Basically, I felt that if I didn’t nudge my students to stretch themselves, they’d never have the tools they’d need to be good readers.
Enter guided reading.
By definition, guided reading is the time when children read instructional level texts with the support and guidance of a teacher. The purpose of these small group lessons is to accomplish exactly what I alluded to before: toolbox packing. It’s the time when I think about my students and their needs as readers. What do they need to know? What can I do to help them know this better?
One of the things they may need is guidance about new reading genres. Maybe they don’t pick up biographies because they don’t have the tools they need to navigate the text. Maybe the intersection of facts with make-believe is too complicated for a reader picking up historical fiction for the first time. Guided reading gives us the opportunity to support readers as they venture into new genres. In hindsight, my students might have groaned as much as my son at my “varied reading diet” requirement because as I have confessed before, I didn’t do guided reading. I didn’t say to them, “these are the things that you will need to be able to read these texts,” and in return they might have been saying things like, “Do I have to? I hate mystery.” Loosely translated, what that might have really been saying is, “Do I have to? I have no idea how to read that genre.”

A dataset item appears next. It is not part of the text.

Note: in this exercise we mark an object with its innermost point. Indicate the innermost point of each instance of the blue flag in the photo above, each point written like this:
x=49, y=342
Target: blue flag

In this series, I have questioned guided reading as a viable intermediate structure and wondered if it is more suited to primary aged children who have so much to learn about learning to read. However, when I think in terms of varied reading diet and packing reading toolboxes with the skills and strategies needed to handle a wide variety of texts, I realize even when children have a large stash of sight words and can decode new words in milliseconds, they are still learning to read. When I ask the question, “Does guided reading have a place in the intermediate classroom?” The answer is simple and indisputable: YES.